- Born: Frances Opeolu Folorunsho 22 November 1949 Halifax, England
- Died: 21 August 1997 (aged 47) Lagos, Nigeria
- Genres: Afrobeat; Afro jazz;
- Occupations: Musician; Singer; Activist;
- Instruments: Saxophone; piano;
- Years active: 1978–1997

= Fran Kuboye =

Fran Kuboye (born Frances Opeolu Folorunsho, November 22, 1949 – 21 August 1997) was a British-Nigerian singer, dentist, TV personality and women's rights activist who co-founded the Jazz 38 club in Lagos and the Extended Family Jazz Band. Born into the Ransome-Kuti family, she was the granddaughter of Funmilayo Ransome-Kuti, and niece of Fela Kuti.

==Early life==
Kuboye was born in Halifax, England to Dolupo Ransome Kuti, and named after her grandmother Frances Funmilayo Ransome Kuti. Kuboye had her primary education at Clifton Church of England School, Carnforth and Lancashire Church of England School, and her secondary education at Lancaster Girls Grammar School, England, later transferring to Skipton Girls High School. She acquired a degree as a dental surgeon in 1974 from Sheffield University.

==Career==
Kuboye relocated to Nigeria in 1977. She got into music a year later and co-founded the Jazz 38 club with the Extended Family Jazz Band led by herself and her husband Tunde Kuboye. The venue later became the most popular jazz hub in Nigeria where both her uncle and cousin - Fela Kuti and his son Femi - occasionally performed as guest artistes.
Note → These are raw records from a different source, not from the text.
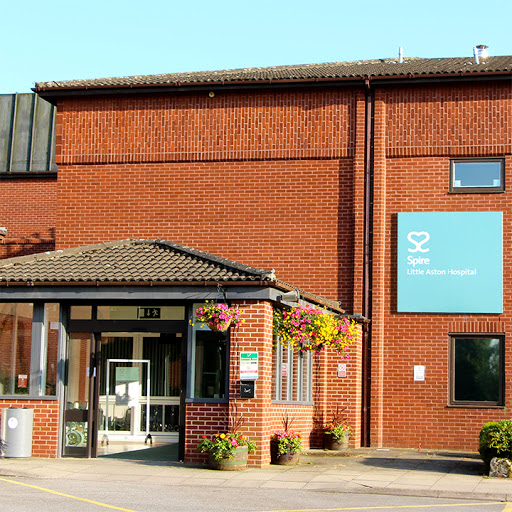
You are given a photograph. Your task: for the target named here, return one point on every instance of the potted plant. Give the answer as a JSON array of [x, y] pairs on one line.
[[285, 445], [227, 451], [336, 432], [336, 436], [218, 316]]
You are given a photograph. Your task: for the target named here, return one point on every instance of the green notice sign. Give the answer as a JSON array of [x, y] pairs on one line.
[[450, 262], [248, 365]]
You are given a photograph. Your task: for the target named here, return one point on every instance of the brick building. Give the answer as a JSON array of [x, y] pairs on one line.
[[377, 184]]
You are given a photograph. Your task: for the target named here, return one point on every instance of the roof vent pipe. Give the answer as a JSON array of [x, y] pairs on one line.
[[480, 53]]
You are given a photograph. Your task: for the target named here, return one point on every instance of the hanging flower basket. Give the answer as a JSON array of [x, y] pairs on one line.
[[218, 317], [305, 328], [219, 327]]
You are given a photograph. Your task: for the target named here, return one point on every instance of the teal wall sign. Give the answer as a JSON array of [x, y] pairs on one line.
[[450, 262]]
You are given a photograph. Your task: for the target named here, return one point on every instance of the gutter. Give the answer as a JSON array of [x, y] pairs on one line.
[[52, 94], [367, 261], [276, 285]]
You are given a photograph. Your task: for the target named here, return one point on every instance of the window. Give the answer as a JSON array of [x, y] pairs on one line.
[[28, 349], [292, 375], [477, 175], [209, 368], [477, 370]]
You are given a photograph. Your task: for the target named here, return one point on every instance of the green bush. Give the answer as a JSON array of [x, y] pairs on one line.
[[495, 441]]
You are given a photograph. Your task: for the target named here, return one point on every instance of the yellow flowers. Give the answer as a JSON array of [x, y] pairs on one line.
[[307, 328]]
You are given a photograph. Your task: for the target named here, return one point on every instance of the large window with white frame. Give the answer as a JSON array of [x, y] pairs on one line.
[[477, 373], [292, 375], [28, 349], [477, 175]]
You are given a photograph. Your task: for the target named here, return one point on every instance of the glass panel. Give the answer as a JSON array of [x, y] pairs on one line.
[[76, 433], [15, 348], [276, 371], [164, 353], [77, 396], [476, 174], [52, 337], [163, 418], [210, 364], [114, 347], [141, 312], [477, 370]]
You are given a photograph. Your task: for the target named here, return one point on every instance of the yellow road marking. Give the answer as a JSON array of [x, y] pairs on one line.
[[392, 507], [67, 495]]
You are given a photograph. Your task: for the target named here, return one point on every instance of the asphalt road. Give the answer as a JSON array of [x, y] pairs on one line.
[[52, 495]]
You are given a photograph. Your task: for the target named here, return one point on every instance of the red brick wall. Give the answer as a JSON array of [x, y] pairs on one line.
[[261, 417], [45, 426], [424, 127], [294, 216], [28, 211], [187, 127]]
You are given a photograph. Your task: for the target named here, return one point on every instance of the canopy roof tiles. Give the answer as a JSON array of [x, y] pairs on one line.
[[127, 261]]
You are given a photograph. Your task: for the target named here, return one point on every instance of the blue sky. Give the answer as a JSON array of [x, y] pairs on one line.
[[63, 40]]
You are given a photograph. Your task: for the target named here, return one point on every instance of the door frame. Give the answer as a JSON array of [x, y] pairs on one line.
[[96, 328]]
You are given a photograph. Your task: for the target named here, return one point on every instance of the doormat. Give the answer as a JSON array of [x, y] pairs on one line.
[[161, 452]]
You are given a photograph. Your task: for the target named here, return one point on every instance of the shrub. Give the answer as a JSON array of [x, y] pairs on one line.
[[495, 441], [223, 446]]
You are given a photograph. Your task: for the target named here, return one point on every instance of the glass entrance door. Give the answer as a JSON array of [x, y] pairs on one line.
[[133, 365]]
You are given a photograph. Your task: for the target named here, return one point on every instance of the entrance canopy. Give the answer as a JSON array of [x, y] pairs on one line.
[[139, 270]]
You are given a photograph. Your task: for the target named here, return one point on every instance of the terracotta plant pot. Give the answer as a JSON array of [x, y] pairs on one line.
[[235, 463], [339, 445], [286, 459]]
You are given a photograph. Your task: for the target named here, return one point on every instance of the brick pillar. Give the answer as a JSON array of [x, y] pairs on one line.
[[254, 335]]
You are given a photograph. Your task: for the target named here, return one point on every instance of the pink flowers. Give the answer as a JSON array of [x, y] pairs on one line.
[[306, 328], [219, 316]]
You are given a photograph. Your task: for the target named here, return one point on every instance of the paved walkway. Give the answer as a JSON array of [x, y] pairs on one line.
[[376, 471]]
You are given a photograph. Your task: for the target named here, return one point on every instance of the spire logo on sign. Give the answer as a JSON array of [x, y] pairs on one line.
[[423, 236], [450, 262]]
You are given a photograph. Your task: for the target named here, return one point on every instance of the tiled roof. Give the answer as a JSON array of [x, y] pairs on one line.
[[410, 67], [127, 261]]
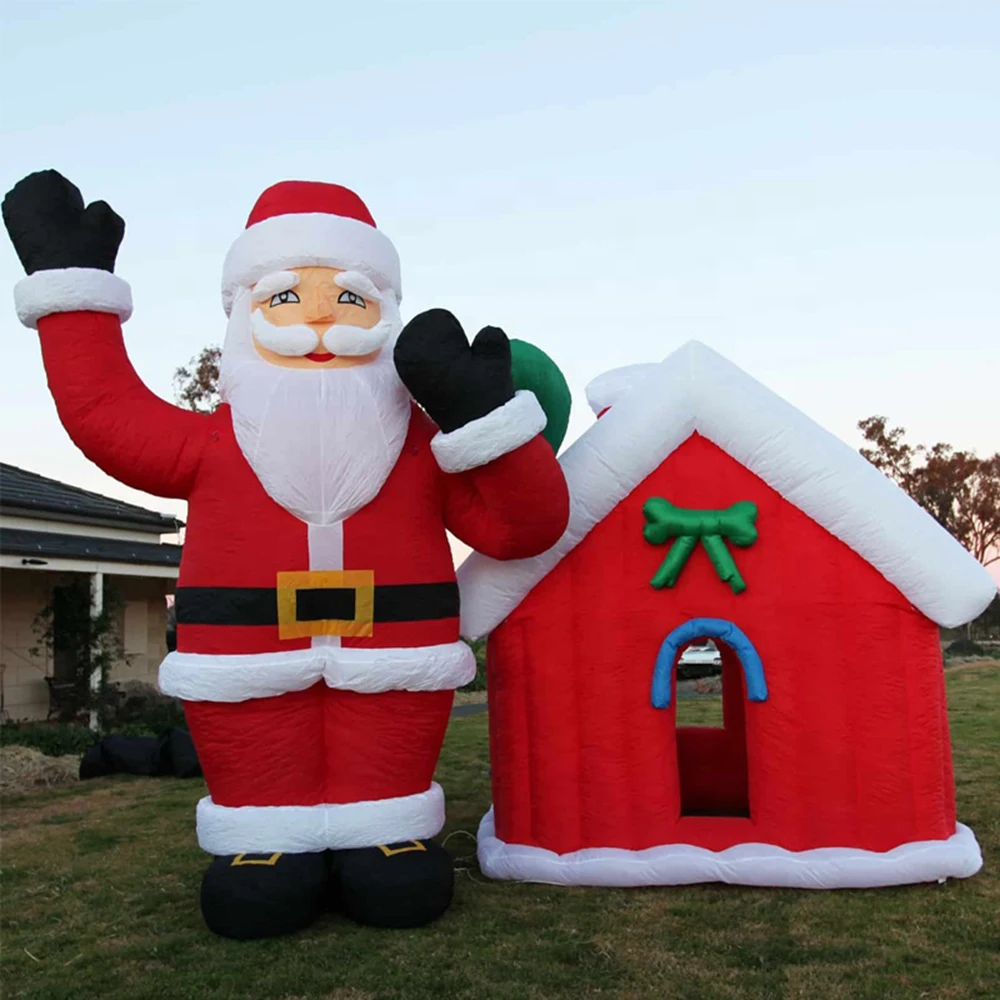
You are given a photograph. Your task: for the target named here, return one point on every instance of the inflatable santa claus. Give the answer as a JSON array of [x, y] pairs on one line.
[[317, 609]]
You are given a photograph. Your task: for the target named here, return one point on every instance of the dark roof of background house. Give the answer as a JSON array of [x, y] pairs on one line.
[[29, 494], [47, 544]]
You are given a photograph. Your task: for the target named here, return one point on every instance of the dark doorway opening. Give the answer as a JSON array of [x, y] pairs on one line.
[[711, 759]]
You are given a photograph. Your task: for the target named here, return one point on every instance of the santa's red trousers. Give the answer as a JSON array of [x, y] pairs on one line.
[[320, 745]]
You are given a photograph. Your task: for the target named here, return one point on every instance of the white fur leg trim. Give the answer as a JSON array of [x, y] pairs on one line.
[[300, 829], [71, 289], [499, 432], [221, 678], [745, 864]]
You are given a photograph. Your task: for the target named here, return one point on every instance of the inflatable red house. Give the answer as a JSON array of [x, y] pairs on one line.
[[704, 506]]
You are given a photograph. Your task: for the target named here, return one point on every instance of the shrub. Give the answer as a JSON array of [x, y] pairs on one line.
[[478, 683], [51, 740], [964, 647], [143, 710]]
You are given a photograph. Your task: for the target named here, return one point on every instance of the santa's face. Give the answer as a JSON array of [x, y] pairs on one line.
[[317, 316], [317, 407]]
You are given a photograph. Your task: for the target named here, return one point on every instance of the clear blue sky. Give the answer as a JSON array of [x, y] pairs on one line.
[[813, 189]]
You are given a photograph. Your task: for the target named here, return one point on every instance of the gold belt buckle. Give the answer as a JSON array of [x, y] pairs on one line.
[[361, 581]]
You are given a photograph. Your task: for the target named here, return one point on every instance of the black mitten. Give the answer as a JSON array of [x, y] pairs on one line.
[[50, 227], [453, 382]]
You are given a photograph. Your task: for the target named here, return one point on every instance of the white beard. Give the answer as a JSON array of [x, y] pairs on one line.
[[323, 442]]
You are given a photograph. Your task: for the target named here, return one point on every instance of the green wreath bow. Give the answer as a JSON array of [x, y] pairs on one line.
[[690, 526]]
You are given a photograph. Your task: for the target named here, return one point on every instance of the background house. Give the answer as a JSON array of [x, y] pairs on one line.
[[51, 534]]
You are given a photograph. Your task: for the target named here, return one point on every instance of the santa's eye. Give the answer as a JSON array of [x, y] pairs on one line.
[[283, 298], [352, 300]]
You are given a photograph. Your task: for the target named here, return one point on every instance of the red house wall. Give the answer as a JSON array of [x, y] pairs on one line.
[[851, 747]]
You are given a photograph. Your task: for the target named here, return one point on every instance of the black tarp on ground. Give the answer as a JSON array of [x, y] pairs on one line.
[[172, 753]]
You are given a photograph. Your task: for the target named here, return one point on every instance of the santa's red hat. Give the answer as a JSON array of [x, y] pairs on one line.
[[303, 224]]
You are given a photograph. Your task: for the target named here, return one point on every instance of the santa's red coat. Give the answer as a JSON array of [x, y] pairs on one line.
[[306, 721]]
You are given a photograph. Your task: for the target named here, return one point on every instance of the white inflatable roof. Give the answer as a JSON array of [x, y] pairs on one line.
[[696, 389]]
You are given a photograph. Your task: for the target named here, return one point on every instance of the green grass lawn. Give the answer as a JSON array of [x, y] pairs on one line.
[[100, 886]]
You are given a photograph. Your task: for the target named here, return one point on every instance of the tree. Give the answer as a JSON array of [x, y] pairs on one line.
[[196, 385], [960, 491]]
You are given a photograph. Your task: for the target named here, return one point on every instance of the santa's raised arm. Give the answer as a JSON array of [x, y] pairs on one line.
[[317, 609]]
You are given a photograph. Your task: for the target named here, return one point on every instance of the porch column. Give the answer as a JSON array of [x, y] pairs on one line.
[[96, 607]]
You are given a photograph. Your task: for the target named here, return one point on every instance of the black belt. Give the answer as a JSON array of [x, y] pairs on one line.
[[401, 602]]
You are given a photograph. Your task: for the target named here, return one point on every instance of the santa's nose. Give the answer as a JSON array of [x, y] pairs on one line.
[[319, 313]]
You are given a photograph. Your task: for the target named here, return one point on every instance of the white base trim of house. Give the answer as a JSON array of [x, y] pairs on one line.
[[226, 830], [239, 677], [745, 864]]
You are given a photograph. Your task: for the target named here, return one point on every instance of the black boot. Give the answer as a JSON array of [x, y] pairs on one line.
[[250, 896], [394, 885]]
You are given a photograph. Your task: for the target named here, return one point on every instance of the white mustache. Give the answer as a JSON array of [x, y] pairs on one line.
[[340, 338]]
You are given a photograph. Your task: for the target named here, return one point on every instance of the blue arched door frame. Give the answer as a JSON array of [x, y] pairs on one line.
[[709, 628]]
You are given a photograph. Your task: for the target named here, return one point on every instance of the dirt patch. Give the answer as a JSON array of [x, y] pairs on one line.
[[23, 769]]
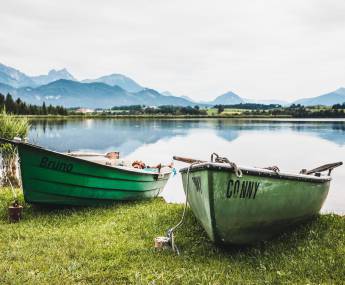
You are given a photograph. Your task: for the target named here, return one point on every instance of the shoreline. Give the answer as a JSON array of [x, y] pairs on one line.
[[114, 244], [174, 117]]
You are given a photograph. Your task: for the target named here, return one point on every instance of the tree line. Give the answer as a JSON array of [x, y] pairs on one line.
[[18, 107], [161, 110], [300, 111]]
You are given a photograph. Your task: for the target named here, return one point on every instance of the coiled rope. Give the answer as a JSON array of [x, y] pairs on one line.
[[216, 158], [170, 232]]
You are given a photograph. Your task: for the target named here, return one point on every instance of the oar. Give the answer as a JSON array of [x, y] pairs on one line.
[[188, 160], [3, 140], [329, 167]]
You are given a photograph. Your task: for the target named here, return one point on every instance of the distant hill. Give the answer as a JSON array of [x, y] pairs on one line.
[[123, 81], [13, 77], [52, 76], [70, 93], [267, 101], [229, 98], [329, 99], [59, 87]]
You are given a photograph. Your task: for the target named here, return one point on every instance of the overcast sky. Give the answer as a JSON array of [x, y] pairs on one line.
[[267, 49]]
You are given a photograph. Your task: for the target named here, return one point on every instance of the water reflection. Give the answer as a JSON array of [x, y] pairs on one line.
[[292, 145]]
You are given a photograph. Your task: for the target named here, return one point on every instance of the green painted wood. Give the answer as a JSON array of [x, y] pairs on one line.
[[53, 178], [251, 208]]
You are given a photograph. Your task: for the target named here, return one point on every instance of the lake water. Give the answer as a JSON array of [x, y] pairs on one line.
[[289, 144]]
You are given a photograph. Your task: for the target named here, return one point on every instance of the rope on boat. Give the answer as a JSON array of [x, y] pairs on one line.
[[170, 232], [216, 158]]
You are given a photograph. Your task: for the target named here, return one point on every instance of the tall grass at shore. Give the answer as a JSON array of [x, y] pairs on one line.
[[114, 245], [10, 127]]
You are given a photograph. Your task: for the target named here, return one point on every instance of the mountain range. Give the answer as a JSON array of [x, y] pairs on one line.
[[59, 87]]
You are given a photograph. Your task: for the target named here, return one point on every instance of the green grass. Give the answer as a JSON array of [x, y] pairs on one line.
[[114, 245]]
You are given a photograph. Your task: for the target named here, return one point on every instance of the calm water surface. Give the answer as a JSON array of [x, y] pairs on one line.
[[290, 144]]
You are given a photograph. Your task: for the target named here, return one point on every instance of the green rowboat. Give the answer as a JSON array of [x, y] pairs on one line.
[[235, 209], [55, 178]]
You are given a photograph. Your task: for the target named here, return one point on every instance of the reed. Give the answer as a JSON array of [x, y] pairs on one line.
[[11, 127]]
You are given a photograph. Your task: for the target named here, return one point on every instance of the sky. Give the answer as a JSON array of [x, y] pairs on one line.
[[265, 49]]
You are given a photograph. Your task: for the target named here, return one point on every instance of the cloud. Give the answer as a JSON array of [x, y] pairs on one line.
[[259, 49]]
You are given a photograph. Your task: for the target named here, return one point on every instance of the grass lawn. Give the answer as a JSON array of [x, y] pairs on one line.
[[114, 245]]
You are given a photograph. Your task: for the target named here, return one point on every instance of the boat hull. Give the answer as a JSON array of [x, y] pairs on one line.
[[253, 207], [53, 178]]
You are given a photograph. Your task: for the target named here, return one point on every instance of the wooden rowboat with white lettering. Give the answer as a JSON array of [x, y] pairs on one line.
[[241, 205], [80, 179]]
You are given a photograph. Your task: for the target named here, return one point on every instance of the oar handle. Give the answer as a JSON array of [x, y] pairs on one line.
[[3, 141], [187, 160], [329, 166]]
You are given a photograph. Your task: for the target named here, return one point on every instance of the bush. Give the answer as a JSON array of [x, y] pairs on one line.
[[11, 127]]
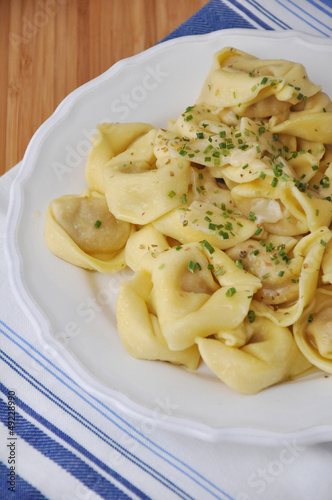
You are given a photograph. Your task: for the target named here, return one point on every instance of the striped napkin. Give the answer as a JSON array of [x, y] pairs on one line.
[[58, 441]]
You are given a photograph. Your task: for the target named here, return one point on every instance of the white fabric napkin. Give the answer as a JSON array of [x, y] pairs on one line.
[[66, 444]]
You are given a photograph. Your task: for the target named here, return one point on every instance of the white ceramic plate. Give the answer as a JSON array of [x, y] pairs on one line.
[[73, 310]]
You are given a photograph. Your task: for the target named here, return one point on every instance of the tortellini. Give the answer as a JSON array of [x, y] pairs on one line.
[[270, 356], [224, 218]]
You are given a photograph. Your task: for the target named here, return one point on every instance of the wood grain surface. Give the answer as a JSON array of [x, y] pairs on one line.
[[50, 47]]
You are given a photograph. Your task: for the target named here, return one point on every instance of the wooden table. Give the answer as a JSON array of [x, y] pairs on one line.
[[50, 47]]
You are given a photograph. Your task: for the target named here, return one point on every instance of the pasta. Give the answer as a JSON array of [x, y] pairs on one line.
[[224, 218]]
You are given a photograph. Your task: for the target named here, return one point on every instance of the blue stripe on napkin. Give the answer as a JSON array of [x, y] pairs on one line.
[[112, 416], [262, 10], [23, 490]]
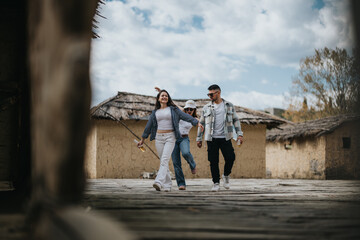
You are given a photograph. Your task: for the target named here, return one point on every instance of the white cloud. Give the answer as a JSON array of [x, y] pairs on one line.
[[256, 100], [264, 81], [154, 42]]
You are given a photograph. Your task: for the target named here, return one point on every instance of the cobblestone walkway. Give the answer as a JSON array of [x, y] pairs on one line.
[[251, 209]]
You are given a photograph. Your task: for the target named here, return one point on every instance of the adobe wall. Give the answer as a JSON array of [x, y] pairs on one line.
[[306, 159], [343, 163], [118, 157], [90, 153]]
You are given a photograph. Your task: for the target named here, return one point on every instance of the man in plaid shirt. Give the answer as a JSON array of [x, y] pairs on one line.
[[219, 120]]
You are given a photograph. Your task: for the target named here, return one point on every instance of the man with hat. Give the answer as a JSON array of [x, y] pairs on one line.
[[219, 120]]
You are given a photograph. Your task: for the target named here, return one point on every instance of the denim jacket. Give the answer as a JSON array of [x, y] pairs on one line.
[[176, 115], [231, 120]]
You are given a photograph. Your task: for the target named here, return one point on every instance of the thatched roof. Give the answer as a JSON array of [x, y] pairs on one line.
[[313, 128], [126, 106]]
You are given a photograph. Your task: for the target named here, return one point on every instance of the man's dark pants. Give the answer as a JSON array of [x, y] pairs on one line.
[[227, 151]]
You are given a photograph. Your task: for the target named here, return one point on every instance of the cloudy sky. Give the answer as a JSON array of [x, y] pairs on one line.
[[250, 48]]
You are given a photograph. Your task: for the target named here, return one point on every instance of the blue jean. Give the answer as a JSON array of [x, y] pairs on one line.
[[183, 145]]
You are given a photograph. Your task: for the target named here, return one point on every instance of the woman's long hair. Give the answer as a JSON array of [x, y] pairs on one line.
[[194, 113], [169, 103]]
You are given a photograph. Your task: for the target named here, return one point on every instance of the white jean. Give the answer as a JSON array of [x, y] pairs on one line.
[[164, 143]]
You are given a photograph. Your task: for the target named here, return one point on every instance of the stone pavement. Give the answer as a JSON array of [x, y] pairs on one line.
[[251, 209]]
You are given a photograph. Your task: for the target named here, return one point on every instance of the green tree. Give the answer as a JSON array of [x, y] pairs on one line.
[[331, 79]]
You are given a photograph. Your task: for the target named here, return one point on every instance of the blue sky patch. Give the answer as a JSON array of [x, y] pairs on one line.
[[318, 4]]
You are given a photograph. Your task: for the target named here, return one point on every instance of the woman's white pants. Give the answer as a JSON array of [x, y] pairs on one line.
[[164, 143]]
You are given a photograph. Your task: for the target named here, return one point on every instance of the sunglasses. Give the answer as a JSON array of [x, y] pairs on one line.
[[212, 94]]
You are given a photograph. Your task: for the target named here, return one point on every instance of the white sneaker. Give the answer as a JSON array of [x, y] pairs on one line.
[[226, 180], [216, 187], [157, 186]]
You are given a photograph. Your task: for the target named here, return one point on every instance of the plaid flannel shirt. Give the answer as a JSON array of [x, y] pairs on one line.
[[207, 120]]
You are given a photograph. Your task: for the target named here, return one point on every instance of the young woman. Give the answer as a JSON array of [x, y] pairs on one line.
[[182, 145], [163, 126]]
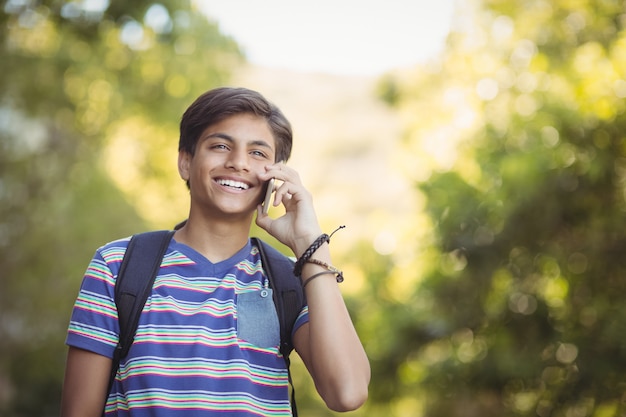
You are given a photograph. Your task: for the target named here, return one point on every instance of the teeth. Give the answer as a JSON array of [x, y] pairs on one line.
[[234, 184]]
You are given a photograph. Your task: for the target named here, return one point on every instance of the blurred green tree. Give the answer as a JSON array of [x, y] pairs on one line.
[[524, 171], [71, 75]]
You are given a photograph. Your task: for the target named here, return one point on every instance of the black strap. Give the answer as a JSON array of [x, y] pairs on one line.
[[138, 271], [288, 299]]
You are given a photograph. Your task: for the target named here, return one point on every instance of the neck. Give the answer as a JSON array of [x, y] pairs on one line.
[[216, 240]]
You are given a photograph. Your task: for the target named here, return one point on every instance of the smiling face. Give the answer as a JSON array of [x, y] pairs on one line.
[[223, 172]]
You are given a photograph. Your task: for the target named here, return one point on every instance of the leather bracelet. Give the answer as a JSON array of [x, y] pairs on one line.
[[297, 269], [312, 277], [323, 238], [337, 272]]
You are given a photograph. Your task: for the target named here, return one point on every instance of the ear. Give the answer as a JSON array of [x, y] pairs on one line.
[[184, 163]]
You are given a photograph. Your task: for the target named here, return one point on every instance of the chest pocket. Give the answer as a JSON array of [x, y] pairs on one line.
[[257, 321]]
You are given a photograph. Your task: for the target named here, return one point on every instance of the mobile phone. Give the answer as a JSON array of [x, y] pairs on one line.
[[268, 195]]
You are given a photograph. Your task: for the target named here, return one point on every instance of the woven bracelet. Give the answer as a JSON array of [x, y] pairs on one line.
[[297, 269], [330, 268], [323, 238], [312, 277]]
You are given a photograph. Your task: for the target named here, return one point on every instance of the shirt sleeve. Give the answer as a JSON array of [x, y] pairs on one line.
[[93, 324]]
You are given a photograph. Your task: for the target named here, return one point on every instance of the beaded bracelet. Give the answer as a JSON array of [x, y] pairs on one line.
[[323, 238], [312, 277], [332, 269]]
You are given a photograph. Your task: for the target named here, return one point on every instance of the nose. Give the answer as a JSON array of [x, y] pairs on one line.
[[237, 160]]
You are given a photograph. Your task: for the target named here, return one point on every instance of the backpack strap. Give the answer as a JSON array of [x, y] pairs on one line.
[[136, 276], [288, 298]]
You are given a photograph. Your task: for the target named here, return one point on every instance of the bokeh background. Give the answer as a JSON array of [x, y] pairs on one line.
[[483, 187]]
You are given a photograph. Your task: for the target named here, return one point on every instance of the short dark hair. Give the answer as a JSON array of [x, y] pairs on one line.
[[218, 104]]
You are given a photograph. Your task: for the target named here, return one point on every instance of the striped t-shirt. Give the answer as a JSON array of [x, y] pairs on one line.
[[207, 341]]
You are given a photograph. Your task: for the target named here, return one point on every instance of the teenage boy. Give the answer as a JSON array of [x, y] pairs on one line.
[[190, 357]]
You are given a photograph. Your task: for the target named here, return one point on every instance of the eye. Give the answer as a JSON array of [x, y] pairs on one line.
[[258, 153], [219, 146]]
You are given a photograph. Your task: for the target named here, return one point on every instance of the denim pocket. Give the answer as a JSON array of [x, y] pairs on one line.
[[257, 321]]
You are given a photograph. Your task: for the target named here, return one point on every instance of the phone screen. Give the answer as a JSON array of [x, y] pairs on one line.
[[268, 196]]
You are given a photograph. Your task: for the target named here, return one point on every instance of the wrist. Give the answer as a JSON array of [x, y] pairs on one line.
[[305, 255]]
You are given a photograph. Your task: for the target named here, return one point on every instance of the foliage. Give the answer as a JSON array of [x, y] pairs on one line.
[[73, 77], [527, 208]]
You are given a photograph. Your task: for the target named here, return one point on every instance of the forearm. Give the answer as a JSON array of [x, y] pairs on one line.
[[337, 360]]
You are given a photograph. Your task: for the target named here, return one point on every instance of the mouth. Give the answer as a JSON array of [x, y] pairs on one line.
[[232, 184]]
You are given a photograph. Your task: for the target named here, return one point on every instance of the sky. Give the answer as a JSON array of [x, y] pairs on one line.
[[347, 37]]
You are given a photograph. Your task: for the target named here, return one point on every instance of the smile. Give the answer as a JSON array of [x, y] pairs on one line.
[[233, 184]]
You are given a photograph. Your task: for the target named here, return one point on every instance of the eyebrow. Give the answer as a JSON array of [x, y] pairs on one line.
[[230, 139]]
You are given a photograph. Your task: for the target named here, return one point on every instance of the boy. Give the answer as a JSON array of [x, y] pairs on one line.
[[193, 359]]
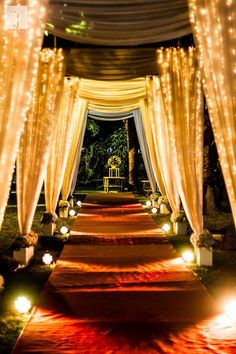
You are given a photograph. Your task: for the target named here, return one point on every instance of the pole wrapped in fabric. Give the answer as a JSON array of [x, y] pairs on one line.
[[60, 143], [35, 142], [19, 52], [214, 28], [183, 104]]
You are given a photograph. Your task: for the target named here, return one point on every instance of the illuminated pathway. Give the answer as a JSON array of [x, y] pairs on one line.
[[119, 287]]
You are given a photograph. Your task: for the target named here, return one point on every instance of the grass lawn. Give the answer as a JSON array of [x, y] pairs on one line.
[[28, 281]]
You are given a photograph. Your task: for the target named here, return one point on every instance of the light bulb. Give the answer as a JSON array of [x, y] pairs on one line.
[[47, 258], [72, 212], [166, 227], [64, 230], [22, 304]]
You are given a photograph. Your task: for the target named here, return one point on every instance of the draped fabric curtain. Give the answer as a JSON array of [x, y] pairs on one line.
[[72, 165], [161, 137], [60, 143], [214, 27], [19, 51], [35, 141], [120, 22], [144, 149], [113, 96], [145, 112], [182, 97]]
The Extended Family band members were reputed to be the pioneers of Jazz music in Nigeria and they were the first in the country to release an album on compact disc titled Jisting.

Kuboye - also a TV presenter - hosted the arts segment of The Sunday Show with Livi Ajuonuma. She also acted as a talent judge on several musical contest shows including NTA Network's Who's On? alongside her husband Tunde. She started a non-profit organization with Yemisi Ransome-Kuti called "Girl Watch" to empower less privileged secondary school students on gender equality and social abnormalities in the African culture. Kuboye who was also a painter who used arts and crafts to educate young female students about the dangers of female genital mutilation and the importance of using education to achieve gender equality.

== Personal life ==
Kuboye was married to Tunde Kuboye, an engineer-turned-musician, and they had three children together including their only son, musician Baba Kuboye.

== Death ==
On 21 August 1997, less than a month after her uncle Fela Kuti's death, Kuboye died after a brief illness. This was one of three deaths in the Kuti family that year; Fela's daughter and Kuboye's cousin, Sola, would also pass away shortly after.